Pour le syndicat des Métallos, dont les membres ont manifesté à Montréal en novembre dernier, la mise au repos des cuves traduit un manque de respect pour le processus de négociation.
Photo: Jacques Nadeau Le Devoir Pour le syndicat des Métallos, dont les membres ont manifesté à Montréal en novembre dernier, la mise au repos des cuves traduit un manque de respect pour le processus de négociation.

Alcoa met au repos la moitié des cuves toujours en production à l’aluminerie ABI de Bécancour, un geste annoncé mercredi qui survient à l’approche d’une date importante dans la médiation entre l’entreprise et les syndiqués en lockout.

Deux séries de cuves ont été arrêtées en janvier 2018, mais la présence de cadres a permis de maintenir la troisième série en production après le déclenchement du conflit qui touche 1030 employés depuis 11 mois.

Les employés non syndiqués d’Alcoa, qui détient 75 % de l’aluminerie, ont effectué la production et l’entretien jusqu’ici, mais l’entreprise a choisi de réduire la cadence en raison d’une série de « retraites et de départs ». L’autre tranche de 25 % appartient à Rio Tinto Alcan.

Le geste est survenu à deux jours de la date butoir de vendredi fixée par Québec dans l’espoir d’une entente entre les parties. Le conseil de médiation est présidé par Lucien Bouchard et comprend aussi la sous?ministre adjointe aux Relations du travail au ministère du Travail, Mélanie Hillinger, et le conciliateur Jean Nolin.

Une entente espérée

« Après de longues négociations cette année, ABI et le syndicat ne sont pas encore entendus sur les façons clés d’améliorer la productivité et la rentabilité, a indiqué la société de Pittsburgh dans un communiqué matinal. La direction d’ABI demeure consacrée à obtenir une entente négociée. »

La décision traduit un manque de respect, a avancé le syndicat des Métallos. « On sait que l’arrêt d’une partie des cuves augmente les coûts et le temps nécessaire à un redémarrage. C’est un manque flagrant de respect pour le processus de négociation, à deux jours de l’échéance fixée par Québec », a affirmé le président de la section locale 9700, Clément Masse.

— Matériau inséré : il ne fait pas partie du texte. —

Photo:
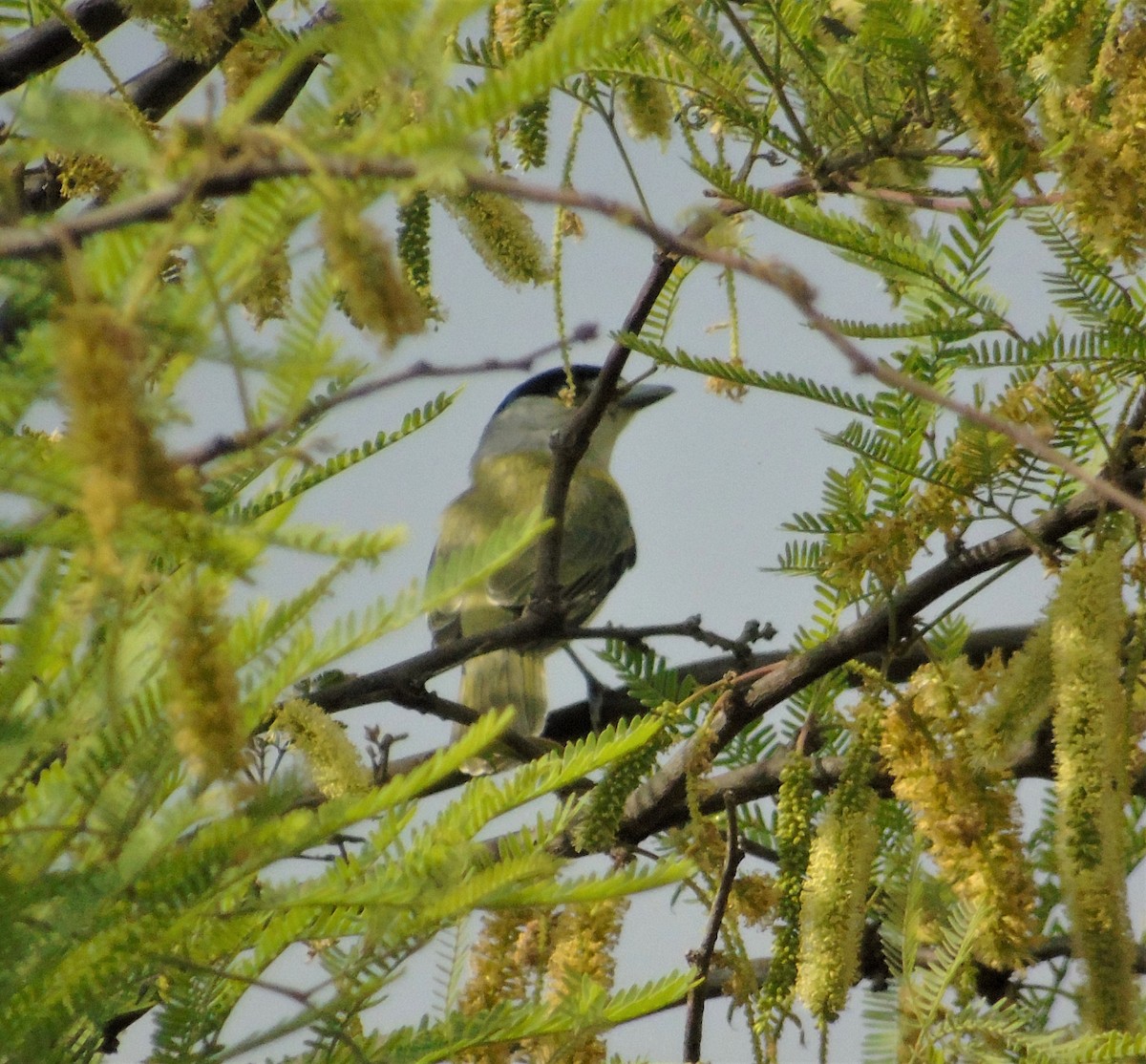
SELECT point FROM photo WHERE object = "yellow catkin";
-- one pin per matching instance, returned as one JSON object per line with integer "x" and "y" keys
{"x": 584, "y": 945}
{"x": 1021, "y": 703}
{"x": 333, "y": 761}
{"x": 964, "y": 808}
{"x": 377, "y": 295}
{"x": 1088, "y": 624}
{"x": 794, "y": 845}
{"x": 647, "y": 108}
{"x": 203, "y": 701}
{"x": 123, "y": 462}
{"x": 505, "y": 965}
{"x": 983, "y": 90}
{"x": 1105, "y": 150}
{"x": 503, "y": 235}
{"x": 834, "y": 903}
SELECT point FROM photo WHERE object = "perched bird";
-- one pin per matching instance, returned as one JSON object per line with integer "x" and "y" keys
{"x": 509, "y": 474}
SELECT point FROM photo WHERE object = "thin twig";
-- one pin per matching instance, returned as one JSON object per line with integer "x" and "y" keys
{"x": 691, "y": 628}
{"x": 224, "y": 445}
{"x": 235, "y": 178}
{"x": 939, "y": 201}
{"x": 694, "y": 1002}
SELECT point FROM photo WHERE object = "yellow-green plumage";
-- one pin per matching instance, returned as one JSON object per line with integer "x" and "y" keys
{"x": 509, "y": 475}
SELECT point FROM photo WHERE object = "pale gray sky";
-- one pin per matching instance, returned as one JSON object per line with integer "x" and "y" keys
{"x": 709, "y": 481}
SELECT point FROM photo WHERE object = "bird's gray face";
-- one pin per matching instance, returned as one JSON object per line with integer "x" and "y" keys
{"x": 528, "y": 422}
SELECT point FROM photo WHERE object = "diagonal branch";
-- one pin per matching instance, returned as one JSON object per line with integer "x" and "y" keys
{"x": 53, "y": 41}
{"x": 694, "y": 1002}
{"x": 648, "y": 808}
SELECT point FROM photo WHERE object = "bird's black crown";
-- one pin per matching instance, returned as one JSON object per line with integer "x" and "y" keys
{"x": 551, "y": 382}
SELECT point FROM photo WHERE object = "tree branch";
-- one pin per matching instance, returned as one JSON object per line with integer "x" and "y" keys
{"x": 224, "y": 445}
{"x": 648, "y": 807}
{"x": 694, "y": 1002}
{"x": 52, "y": 41}
{"x": 238, "y": 177}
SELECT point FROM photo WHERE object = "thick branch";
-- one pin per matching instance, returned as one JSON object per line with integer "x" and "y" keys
{"x": 53, "y": 41}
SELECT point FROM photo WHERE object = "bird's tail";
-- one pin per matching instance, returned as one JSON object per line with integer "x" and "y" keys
{"x": 499, "y": 679}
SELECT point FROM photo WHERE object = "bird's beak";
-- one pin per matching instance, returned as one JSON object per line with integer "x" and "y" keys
{"x": 640, "y": 395}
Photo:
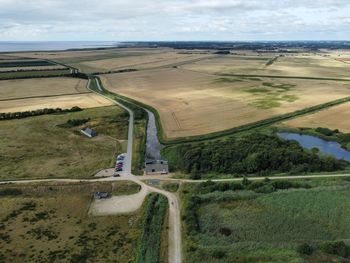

M. Masse, qui était également président lors de la grève de 2004, a dit en entrevue avec divers médias que l’annonce de la fermeture de la moitié des cuves restantes signifie, selon lui, que l’usine n’est « probablement » pas rentable lorsqu’elle est exploitée de façon réduite par les cadres. Une centaine de non-syndiqués s’occupent actuellement de l’usine, a-t-il dit sur les ondes du 106,9 Mauricie (Cogeco).

On sait que l’arrêt d’une partie des cuves augmente les coûts et le temps nécessaire à un redémarrage. C’est un manque flagrant de respect pour le processus de négociation.

Lorsque les trois séries de cuves fonctionnent, la capacité de production annuelle est de 413 000 tonnes métriques. L’aluminerie ABI est le plus gros employeur de la région, et la réduction de production depuis le début du conflit de travail a entraîné des pertes de plus de 200 millions à Hydro-Québec, selon les Métallos.

Les parties ont convenu de ne pas négocier en public, mais au déclenchement du lockout, le régime de retraite et l’ancienneté dans les mouvements de personnel figuraient au nombre des enjeux.

« Le processus de médiation se poursuit. Les parties se rencontrent aujourd’hui [mercredi] avec l’aide du conseil de médiation, alors il n’y a pas de changement », a dit le député de Trois-Rivières, Jean Boulet, qui est également ministre du Travail, de l’Emploi et de la Solidarité sociale et ministre responsable de la région de la Mauricie.

M. Boulet, s’exprimant lors d’une brève mêlée de presse à l’Assemblée nationale, a ajouté que « le communiqué [de la compagnie] mentionne qu’elle veille à ce que les employés-cadres s’assurent que l’usine soit prête à un redémarrage ».

Le gouvernement Legault doit « s’assurer » que les parties en arrivent à une entente à la date butoir, a déclaré pour sa part le député libéral Jean Rousselle, porte-parole de l’opposition officielle en matière de travail.